Aber die Gefahr für diesen Sport geht weniger von brutalen Stars aus als von amerikanischen Müttern. Meist entscheiden sie über den Sport ihrer Kinder, sie fahren ihre Söhne zum Training und sehen dabei zu, wie die Jungen zusammengebrüllt werden, weil sie nicht hart genug zupacken. Früher dürften die Mütter gedacht haben, es gehöre eben zum Mannwerden, Durchsetzungsvermögen zu lernen, in einer Gesellschaft zumal, in der man ohne sportliches Können nur ein halber Mensch (oder ein Europäer) ist.

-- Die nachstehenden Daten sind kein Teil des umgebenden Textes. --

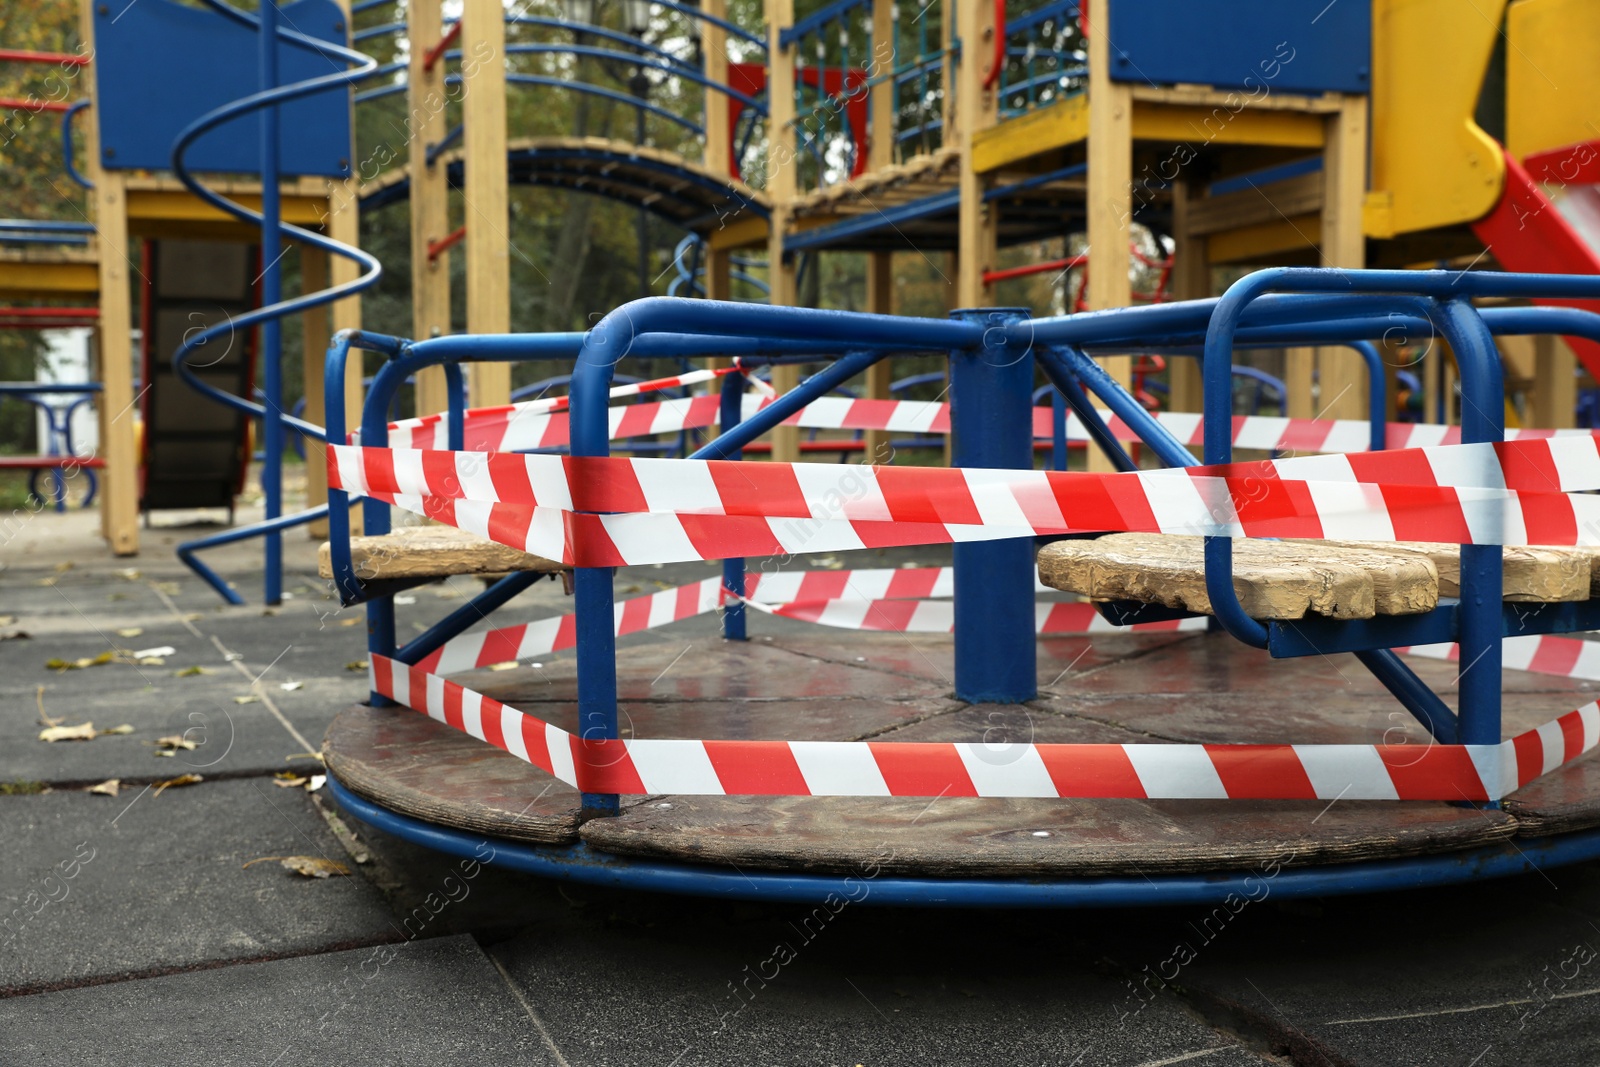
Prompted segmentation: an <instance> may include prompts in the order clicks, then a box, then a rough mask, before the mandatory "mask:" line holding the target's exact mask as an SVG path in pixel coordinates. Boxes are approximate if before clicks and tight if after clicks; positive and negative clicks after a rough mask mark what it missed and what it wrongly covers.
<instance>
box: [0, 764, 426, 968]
mask: <svg viewBox="0 0 1600 1067" xmlns="http://www.w3.org/2000/svg"><path fill="white" fill-rule="evenodd" d="M0 833H3V841H5V854H6V864H5V865H3V867H0V923H3V925H0V937H5V945H3V949H0V995H3V992H5V990H11V992H16V990H30V989H51V987H61V985H70V984H80V982H91V981H99V979H107V977H114V976H125V974H150V973H158V971H165V969H181V968H192V966H197V965H205V963H219V961H229V960H253V958H270V957H278V955H298V953H306V952H322V950H330V949H342V947H352V945H362V944H373V942H378V941H387V939H395V937H398V936H400V934H398V931H397V926H395V923H394V920H392V917H390V913H389V909H387V907H386V905H384V902H382V897H381V896H379V894H378V891H376V889H373V888H371V885H370V883H368V881H366V880H365V878H363V877H362V875H360V873H355V875H352V877H347V878H328V880H312V878H302V877H299V875H294V873H291V872H288V870H285V869H282V867H280V865H278V864H275V862H266V864H256V865H253V867H250V869H248V870H246V869H243V864H246V862H248V861H251V859H256V857H261V856H301V854H307V856H326V857H331V859H336V861H341V862H346V861H347V856H346V853H344V851H342V848H341V846H339V843H338V840H336V838H334V837H333V833H331V832H330V830H328V827H326V822H323V819H322V816H320V814H318V813H317V811H315V808H314V805H312V801H310V798H309V797H307V795H306V793H304V792H298V790H288V789H277V787H274V785H272V784H270V782H267V781H264V779H245V781H226V782H203V784H200V785H190V787H184V789H170V790H166V792H163V793H162V795H158V797H157V795H155V792H154V790H149V792H141V790H130V792H125V793H123V795H122V797H117V798H110V797H91V795H88V793H82V792H59V793H50V795H42V797H5V798H0Z"/></svg>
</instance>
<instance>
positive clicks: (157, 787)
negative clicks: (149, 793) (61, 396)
mask: <svg viewBox="0 0 1600 1067" xmlns="http://www.w3.org/2000/svg"><path fill="white" fill-rule="evenodd" d="M203 781H205V777H203V776H200V774H179V776H178V777H170V779H166V781H165V782H157V784H155V792H154V793H150V795H152V797H160V795H162V792H163V790H168V789H178V787H181V785H194V784H195V782H203Z"/></svg>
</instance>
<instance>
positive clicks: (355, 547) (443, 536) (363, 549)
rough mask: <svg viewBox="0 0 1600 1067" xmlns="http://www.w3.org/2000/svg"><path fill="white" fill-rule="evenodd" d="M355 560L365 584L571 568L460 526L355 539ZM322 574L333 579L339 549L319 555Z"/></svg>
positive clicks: (410, 529) (318, 552)
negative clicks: (534, 554) (521, 549)
mask: <svg viewBox="0 0 1600 1067" xmlns="http://www.w3.org/2000/svg"><path fill="white" fill-rule="evenodd" d="M350 561H352V563H354V565H355V574H357V577H360V579H362V581H378V579H390V577H446V576H450V574H504V573H507V571H542V573H546V574H554V573H557V571H563V569H568V568H565V566H563V565H560V563H557V561H555V560H546V558H544V557H538V555H531V553H528V552H518V550H517V549H512V547H507V545H502V544H498V542H494V541H488V539H486V537H480V536H477V534H474V533H469V531H466V530H456V528H454V526H437V525H430V526H402V528H400V530H395V531H394V533H387V534H373V536H365V537H350ZM317 574H318V576H322V577H333V547H331V545H330V544H328V542H323V544H322V549H320V550H318V552H317Z"/></svg>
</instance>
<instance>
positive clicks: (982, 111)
mask: <svg viewBox="0 0 1600 1067" xmlns="http://www.w3.org/2000/svg"><path fill="white" fill-rule="evenodd" d="M946 10H949V8H946ZM955 11H957V19H958V26H957V35H958V37H960V38H962V40H963V42H971V45H970V46H968V48H965V50H963V51H962V62H960V67H958V69H957V74H955V110H957V114H958V115H962V125H960V130H958V131H957V138H958V141H955V144H958V146H960V147H962V154H963V157H966V158H963V166H962V168H960V170H958V182H957V187H958V189H960V203H962V206H960V216H958V219H957V248H958V250H960V266H958V274H957V277H955V299H957V304H958V306H960V307H986V306H987V304H989V302H990V299H989V286H987V285H984V272H986V270H989V269H992V267H994V262H995V237H997V234H995V230H997V226H995V222H997V213H995V210H994V208H992V206H990V205H986V203H984V187H986V182H984V178H982V176H981V174H979V173H978V171H976V170H973V168H971V166H970V158H971V152H970V150H968V144H970V141H971V138H973V134H976V133H978V131H979V130H987V128H990V126H994V125H995V120H997V118H998V114H1000V112H998V101H997V99H995V91H994V90H992V88H984V62H982V61H984V59H986V58H989V56H992V51H990V50H992V48H994V35H995V24H994V5H992V3H987V5H986V3H984V2H982V0H970V2H968V3H960V5H957V8H955Z"/></svg>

Verfallen die USA in eine "moralische Panik"?

Inzwischen aber dürften viele Mütter auch an eine endlose Serie von Medienberichten und neurologischen Studien denken. An die Geschichte des High-School-Spielers zum Beispiel, der mit 17 an einem Gehirntrauma starb. Oder an eine neue Untersuchung, wonach Demenz bei Ex-Profis besonders verbreitet ist, wenn diese vor dem zwölften Lebensjahr mit dem Training begonnen haben.

Obwohl die NFL seit Jahren gezielt um Mütter wirbt, scheint sich der Trend gegen diesen Sport zu wenden. Vielerorts soll der Zulauf zu Jugendmannschaften rückgängig sein. Nach einer neuen Umfrage von Bloomberg Politics erklärt die Hälfte aller Amerikaner, ihr eigener Sohn solle nicht Football spielen, und nur 17 Prozent glauben, dass der Sport in den kommenden Jahrzehnten an Beliebtheit gewinnt.

Verfällt das Land in eine "moralische Panik", wie es der Autor Jonathan Chait vermutet? Chait ist ein Linker, aber er wirft den Linken auch Hysterie und Intoleranz vor. Während der plutokratische Unterhaltungskonzern NFL jede Kritik verdiene, sei der Sport für Schüler eher harmlos, die Todesrate an Highschools sogar niedriger als bei Basketball und Wasserpolo. Football verkörpere konservative Werte wie Loyalität, Disziplin und eine gewisse Verachtung für Feiglinge, aber dies sei nicht schon deswegen lächerlich, weil es konservativ sei.

Schon zu Beginn des 20. Jahrhunderts ist der Football in Bedrängnis geraten, als ein Spieler an einer Gehirnblutung starb. Damals entstanden viele neue Regeln, der Sport wandelte sich von einer Massenschlägerei in ein taktisches Manöver, in dem kluge Pässe über den Erfolg entscheiden. Sollte die NFL den Sport nun entschärfen, dürften die Bedenken ähnlich sein wie einst. Damals warnte der Künstler Frederic Remington davor, dem Football die "heroische Qualität" zu stehlen. "Football ist am besten, wenn es am schlimmsten ist", schrieb er, "wem das nicht gefällt, sollte es mit Kartenspielen versuchen".

Hundert Jahre später, in einer viel empathischeren und weniger risikofreudigen Gesellschaft, wollen die Amerikaner im Prinzip beides: Ihre Kinder sollen der Gewalt nicht ausgesetzt sein, aber im Fernsehen fasziniert sie noch immer.